Talento me sobrava para encher-lhe a paciência – “menino curió”, dizia meu pai como bom caipira – até que um dia aceitou levar-me para assistir a uma cirurgia cardiovascular no hospital de BH que ele dirigia, o Felício Rocho. Era uma troca da válvula mitral por uma prótese, coisa nada simples. Colocou-me de pé sobre um banquinho atrás do pano entre a cabeça do corpo da paciente, pediu-me para ficar pressionando compassadamente uma espécie de bomba de borracha. A abertura com o bisturi elétrico, “fzzzzz”, senti como se fosse uma faca em brasa na manteiga. E o cheiro, ah, o cheiro: regurgitei na máscara e meu tio, ao olhar para cima, mandou nervosamente me tirarem dali, “se esse garoto cai eu vou preso!”. Depois de limpar meu rosto e respirar um pouco, levaram-me embora, deixando para trás o centro cirúrgico, o sonho da medicina e o talento que não tinha. Reza o ditado que de médico e de louco todo mundo tem um pouco, títulos que me bastariam.

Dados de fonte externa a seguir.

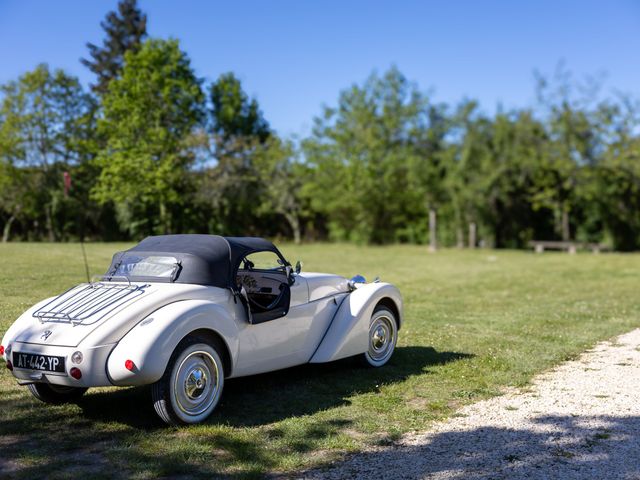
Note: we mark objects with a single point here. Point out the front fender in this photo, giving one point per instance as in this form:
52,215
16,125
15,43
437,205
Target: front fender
348,333
152,341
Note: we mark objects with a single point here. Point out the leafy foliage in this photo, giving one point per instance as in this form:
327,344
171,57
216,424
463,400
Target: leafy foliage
125,29
148,116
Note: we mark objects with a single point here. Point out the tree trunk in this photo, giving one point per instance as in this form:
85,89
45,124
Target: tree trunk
294,223
432,231
472,235
566,232
49,223
165,220
6,232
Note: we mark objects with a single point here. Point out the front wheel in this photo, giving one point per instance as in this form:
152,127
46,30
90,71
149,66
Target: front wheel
55,394
192,385
383,335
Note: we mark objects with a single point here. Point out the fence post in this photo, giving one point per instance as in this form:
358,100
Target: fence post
472,235
432,231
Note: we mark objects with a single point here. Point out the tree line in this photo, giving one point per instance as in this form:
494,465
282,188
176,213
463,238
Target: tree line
151,148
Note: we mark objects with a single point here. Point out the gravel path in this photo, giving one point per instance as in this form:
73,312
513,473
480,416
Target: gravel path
579,421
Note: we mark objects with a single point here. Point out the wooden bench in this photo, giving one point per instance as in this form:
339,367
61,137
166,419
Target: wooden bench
540,246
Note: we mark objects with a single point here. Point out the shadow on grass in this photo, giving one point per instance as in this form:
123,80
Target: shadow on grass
587,447
120,426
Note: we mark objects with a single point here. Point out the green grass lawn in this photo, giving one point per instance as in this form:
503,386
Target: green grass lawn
475,322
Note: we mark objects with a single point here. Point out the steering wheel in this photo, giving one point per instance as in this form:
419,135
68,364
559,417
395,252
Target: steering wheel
272,305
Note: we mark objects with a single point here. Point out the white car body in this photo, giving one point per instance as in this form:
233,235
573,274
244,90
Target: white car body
328,318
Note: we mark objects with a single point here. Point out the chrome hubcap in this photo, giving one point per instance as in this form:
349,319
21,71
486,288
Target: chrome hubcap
381,338
196,384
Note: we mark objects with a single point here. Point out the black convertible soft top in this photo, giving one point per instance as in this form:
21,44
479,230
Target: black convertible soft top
201,259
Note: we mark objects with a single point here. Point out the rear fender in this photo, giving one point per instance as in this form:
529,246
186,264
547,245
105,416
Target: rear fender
152,341
348,333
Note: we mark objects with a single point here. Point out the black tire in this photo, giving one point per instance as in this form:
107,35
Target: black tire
192,384
56,394
383,336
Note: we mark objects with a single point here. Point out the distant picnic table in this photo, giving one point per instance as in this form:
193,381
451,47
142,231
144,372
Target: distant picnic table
540,246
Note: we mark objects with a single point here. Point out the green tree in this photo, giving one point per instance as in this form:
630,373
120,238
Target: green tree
47,123
375,161
150,114
126,29
230,185
283,176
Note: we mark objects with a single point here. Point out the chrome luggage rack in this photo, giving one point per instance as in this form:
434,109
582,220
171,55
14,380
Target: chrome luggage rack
95,299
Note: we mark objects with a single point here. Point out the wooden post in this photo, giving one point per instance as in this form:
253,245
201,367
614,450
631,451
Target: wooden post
472,235
432,231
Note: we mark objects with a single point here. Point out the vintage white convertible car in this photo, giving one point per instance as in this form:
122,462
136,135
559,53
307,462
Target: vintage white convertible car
184,312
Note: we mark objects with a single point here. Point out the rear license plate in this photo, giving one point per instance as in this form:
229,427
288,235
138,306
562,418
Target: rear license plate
34,361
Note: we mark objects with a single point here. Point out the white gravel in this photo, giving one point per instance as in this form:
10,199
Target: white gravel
579,421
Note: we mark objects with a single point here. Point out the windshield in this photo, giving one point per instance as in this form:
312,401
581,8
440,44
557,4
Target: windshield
152,266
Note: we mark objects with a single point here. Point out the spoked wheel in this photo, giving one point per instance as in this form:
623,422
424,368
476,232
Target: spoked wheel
55,394
192,384
383,335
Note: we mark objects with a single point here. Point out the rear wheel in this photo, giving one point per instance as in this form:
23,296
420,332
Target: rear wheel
383,335
192,384
55,394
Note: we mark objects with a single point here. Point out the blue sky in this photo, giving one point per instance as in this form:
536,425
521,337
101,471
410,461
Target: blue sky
295,56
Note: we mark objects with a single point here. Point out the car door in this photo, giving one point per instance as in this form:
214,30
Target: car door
286,341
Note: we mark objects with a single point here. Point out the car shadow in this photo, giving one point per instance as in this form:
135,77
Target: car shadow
270,397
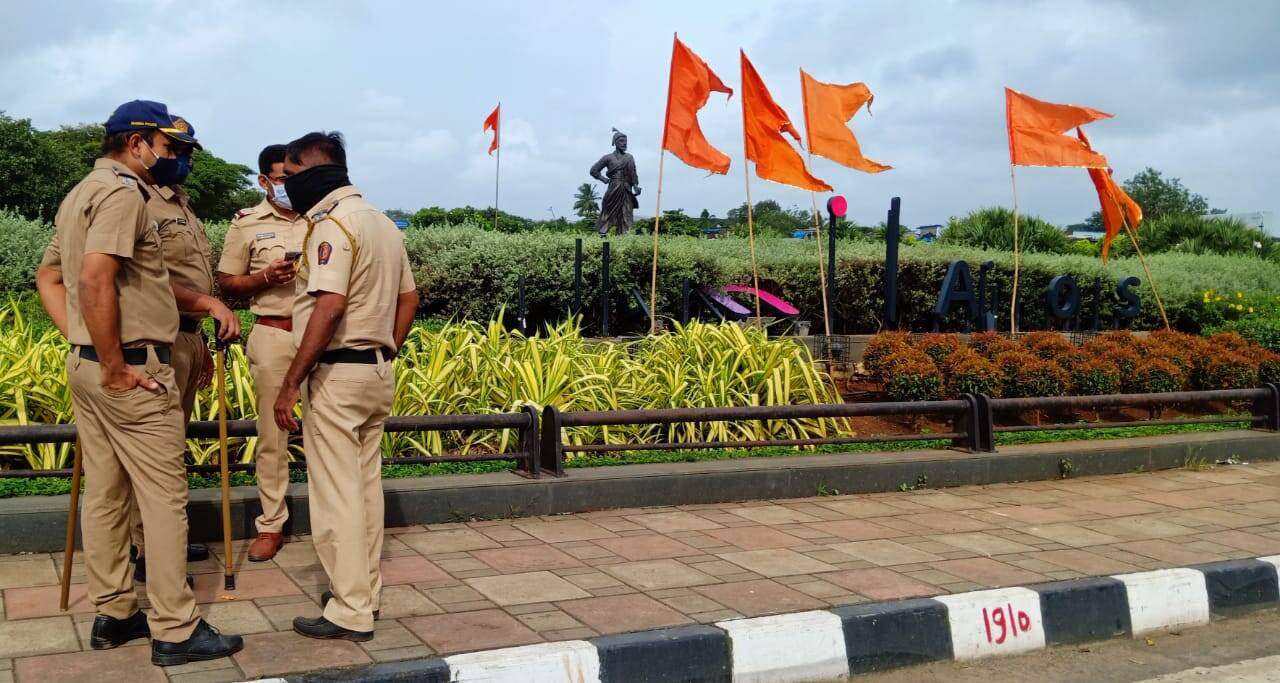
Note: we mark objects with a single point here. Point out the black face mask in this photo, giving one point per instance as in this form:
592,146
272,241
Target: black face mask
306,188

Toda essa história pessoal vem ilustrar minha afeição pelos que trabalham cuidando das pessoas e salvando vidas. Especialmente agora, nos tempos cruéis de pandemia, minha admiração pelos médicos transborda do coração. Fora a periculosidade, é um trabalho que estressa, distancia os profissionais de suas famílias, cria-lhes problemas de ordem psicológica e coloca em risco suas próprias vidas. A eles, salvaguardados pelas vacinas e protocolos, o mundo deve incontáveis vidas nesta pandemia.